Real-World-Studie ergibt Unterschiede zwischen einzelnen PDE5-Hemmern

„In unserem Datensatz waren Nebenwirkungen wie verstopfte Nase, leichte Kopfschmerzen oder Sodbrennen deutlich präsenter als die erwartete Gesichtsrötung aus klassischen Studien“, erklärt Studienleiter Dr. Johannes von Büren. Foto: Wellster Healthtech

In einer aktuellen Studie haben Urologen die Sicherheits- und Wirksamkeitsprofile der drei Phosphodiesterase-5(PDE5)-Hemmer Sildenafil, Tadalafil und Vardenafil direkt miteinander verglichen. Die Ergebnisse zeigen Unterschiede in den Bereichen Wirksamkeit und Verträglichkeit.
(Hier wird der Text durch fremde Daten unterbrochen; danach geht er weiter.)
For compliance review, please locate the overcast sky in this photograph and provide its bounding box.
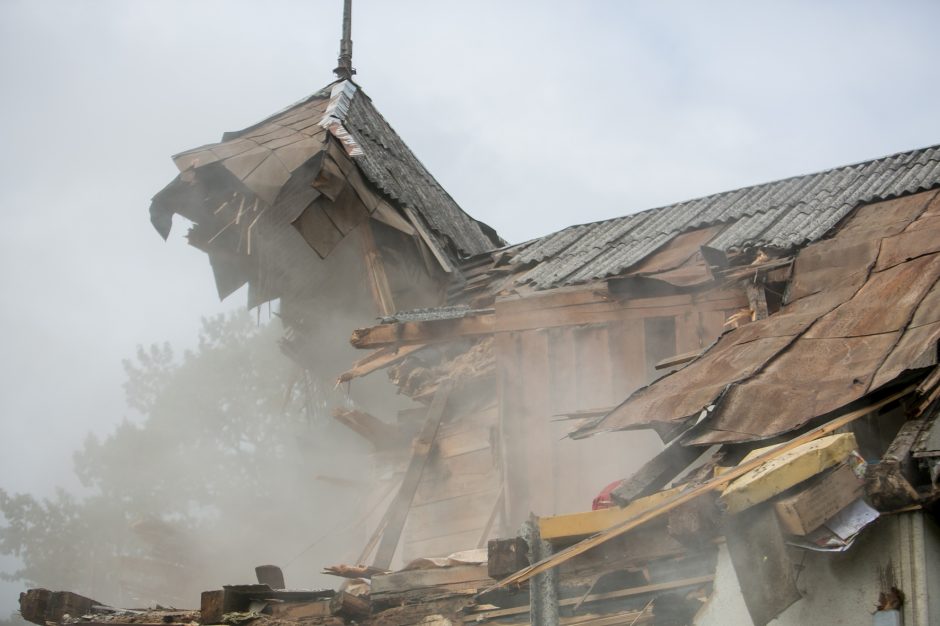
[0,0,940,611]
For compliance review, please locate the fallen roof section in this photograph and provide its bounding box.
[512,146,940,289]
[573,192,940,445]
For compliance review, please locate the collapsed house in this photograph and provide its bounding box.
[22,17,940,626]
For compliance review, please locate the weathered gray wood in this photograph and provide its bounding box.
[20,589,101,626]
[372,381,452,569]
[865,419,925,511]
[726,502,802,626]
[610,440,702,506]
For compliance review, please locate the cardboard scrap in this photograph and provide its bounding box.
[787,498,879,552]
[774,450,865,535]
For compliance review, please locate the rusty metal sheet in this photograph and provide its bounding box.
[686,333,898,445]
[806,255,940,339]
[875,216,940,271]
[788,238,878,302]
[838,191,937,239]
[576,193,940,438]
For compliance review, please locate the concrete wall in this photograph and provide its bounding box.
[695,512,940,626]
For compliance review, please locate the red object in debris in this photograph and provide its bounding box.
[591,480,623,511]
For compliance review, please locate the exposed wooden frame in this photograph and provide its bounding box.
[372,381,453,569]
[482,387,914,593]
[336,344,424,385]
[359,219,396,315]
[350,290,748,348]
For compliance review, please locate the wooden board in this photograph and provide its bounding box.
[774,463,865,535]
[719,433,858,514]
[539,487,682,542]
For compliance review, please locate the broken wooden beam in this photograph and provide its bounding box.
[484,386,914,593]
[350,290,747,348]
[336,344,424,384]
[333,407,403,450]
[371,564,493,606]
[865,419,925,511]
[372,381,453,569]
[774,463,865,535]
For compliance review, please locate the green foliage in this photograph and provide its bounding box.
[0,312,364,605]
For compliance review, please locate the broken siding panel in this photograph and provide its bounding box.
[595,320,646,398]
[510,331,555,522]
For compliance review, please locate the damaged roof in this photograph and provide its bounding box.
[150,81,503,260]
[573,191,940,445]
[511,146,940,289]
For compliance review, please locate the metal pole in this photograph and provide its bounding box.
[333,0,356,80]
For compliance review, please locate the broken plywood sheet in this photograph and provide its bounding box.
[719,433,858,514]
[575,192,940,445]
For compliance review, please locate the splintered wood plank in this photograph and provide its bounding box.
[359,219,395,315]
[350,295,747,346]
[539,487,682,541]
[415,467,499,506]
[486,386,914,592]
[402,530,488,561]
[721,433,858,514]
[337,344,424,383]
[372,381,452,569]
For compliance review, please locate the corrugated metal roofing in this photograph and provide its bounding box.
[344,90,502,256]
[512,146,940,289]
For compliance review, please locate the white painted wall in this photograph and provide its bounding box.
[695,512,940,626]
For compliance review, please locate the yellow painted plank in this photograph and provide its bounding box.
[718,433,858,514]
[539,486,682,541]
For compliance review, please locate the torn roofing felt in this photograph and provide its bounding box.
[573,191,940,445]
[150,81,503,291]
[512,146,940,289]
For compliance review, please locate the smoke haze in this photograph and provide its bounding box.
[0,0,940,615]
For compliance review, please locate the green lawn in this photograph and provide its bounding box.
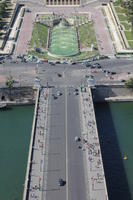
[79,22,97,48]
[114,3,133,48]
[30,23,48,48]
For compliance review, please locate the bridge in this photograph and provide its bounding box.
[23,87,108,200]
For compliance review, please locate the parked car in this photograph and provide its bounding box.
[56,90,62,96]
[75,136,81,142]
[58,178,65,186]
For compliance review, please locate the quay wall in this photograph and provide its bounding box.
[23,89,40,200]
[0,87,36,105]
[92,85,133,102]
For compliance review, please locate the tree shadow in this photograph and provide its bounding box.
[95,103,132,200]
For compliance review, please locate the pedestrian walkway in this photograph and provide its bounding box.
[80,88,108,200]
[92,9,114,56]
[23,88,49,200]
[14,12,35,57]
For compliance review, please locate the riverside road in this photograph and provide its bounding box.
[0,59,133,87]
[43,88,88,200]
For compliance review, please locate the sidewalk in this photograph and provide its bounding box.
[23,88,49,200]
[80,88,108,200]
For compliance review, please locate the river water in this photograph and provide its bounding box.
[0,106,34,200]
[95,103,133,200]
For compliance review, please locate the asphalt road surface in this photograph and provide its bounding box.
[46,88,88,200]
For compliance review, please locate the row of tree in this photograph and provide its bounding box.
[0,0,7,19]
[0,0,7,29]
[119,0,133,28]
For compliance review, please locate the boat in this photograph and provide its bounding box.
[123,154,127,160]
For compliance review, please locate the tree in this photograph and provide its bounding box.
[125,78,133,88]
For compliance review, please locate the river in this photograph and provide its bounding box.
[95,102,133,200]
[0,106,34,200]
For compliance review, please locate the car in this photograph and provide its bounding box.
[57,73,62,77]
[121,79,126,83]
[111,72,116,75]
[56,90,62,96]
[92,63,101,69]
[73,91,79,96]
[58,178,65,186]
[74,136,81,142]
[85,63,92,67]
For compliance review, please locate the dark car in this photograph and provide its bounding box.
[57,73,62,77]
[58,178,65,186]
[93,63,101,69]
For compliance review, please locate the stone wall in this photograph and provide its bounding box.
[0,87,36,104]
[92,85,133,102]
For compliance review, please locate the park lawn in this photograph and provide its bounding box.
[125,31,133,40]
[30,23,48,48]
[79,22,97,48]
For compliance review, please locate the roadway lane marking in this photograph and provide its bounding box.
[65,88,68,200]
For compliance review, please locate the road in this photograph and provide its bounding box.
[44,88,87,200]
[0,59,133,87]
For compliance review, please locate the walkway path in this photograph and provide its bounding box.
[92,9,114,56]
[14,12,35,56]
[23,89,49,200]
[80,89,108,200]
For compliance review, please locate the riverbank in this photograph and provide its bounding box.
[92,85,133,102]
[0,87,37,106]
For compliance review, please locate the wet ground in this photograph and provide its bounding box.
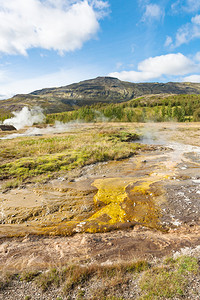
[0,123,200,269]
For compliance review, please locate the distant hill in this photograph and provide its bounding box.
[0,77,200,113]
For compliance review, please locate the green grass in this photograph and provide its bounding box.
[1,256,200,300]
[0,128,141,188]
[140,256,199,300]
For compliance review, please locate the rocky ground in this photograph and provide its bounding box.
[0,123,200,299]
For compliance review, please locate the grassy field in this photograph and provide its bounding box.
[0,125,141,188]
[0,256,200,300]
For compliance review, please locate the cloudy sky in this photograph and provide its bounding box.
[0,0,200,99]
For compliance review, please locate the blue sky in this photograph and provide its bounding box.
[0,0,200,99]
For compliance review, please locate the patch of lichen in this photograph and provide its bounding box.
[80,178,163,232]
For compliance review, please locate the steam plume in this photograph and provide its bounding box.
[3,107,45,130]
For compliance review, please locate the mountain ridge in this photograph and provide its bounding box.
[0,77,200,113]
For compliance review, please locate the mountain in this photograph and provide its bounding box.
[0,77,200,113]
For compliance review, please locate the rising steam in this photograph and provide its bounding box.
[3,107,45,130]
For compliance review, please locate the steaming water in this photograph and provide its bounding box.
[140,128,200,168]
[0,121,73,140]
[3,107,45,130]
[0,107,74,140]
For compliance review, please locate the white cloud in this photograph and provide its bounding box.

Die Forschenden haben in der Studie die anonymisierten Behandlungsdaten von 132.100 Patienten ausgewertet, die über die digitale Männergesundheitsplattform „GoSpring“ des Münchner Unternehmens Wellster Healthtech versorgt wurden, eine sogenannte Direct-to-consumer (DTC) telemedizinische Plattform.

Die Beliebtheit der drei Wirkstoffe war bei den Patienten sehr unterschiedlich: Mehr als die Hälfte (54,4%) ließen sich den „Klassiker“ Sildenafil verordnen, 43,2% wählten Tadalafil und nur 2,4% bestellten Vardenafil.

Die Patienten wurden anonym über Fragebögen zu Wirkung und Verträglichkeit ihrer Behandlung befragt. Nach Angaben der Autoren ergab dies die weltweit größte Real-World-Vergleichsstudie zur Anwendung von PDE5-Hemmern in der Therapie der Erektilen Dysfunktion (ED). Sie wurde am 18.11.2025 online vorab im Journal „European Urology Focus“ veröffentlicht.

Unterschiede bei Wirksamkeit und Verträglichkeit

Die Ergebnisse brachten deutliche Unterschiede zwischen den drei Wirkstoffen zutage. Die häufigste Nebenwirkung bei allen drei PDE5-Hemmern war eine verstopfte Nase. Sildenafil verursachte seltener Refluxbeschwerden als Tadalafil, während Tadalafil wiederum seltener Gesichtsrötungen hervorrief. Niedrigere Dosierungen führten bei beiden Hauptwirkstoffen zu deutlich weniger Nebenwirkungen.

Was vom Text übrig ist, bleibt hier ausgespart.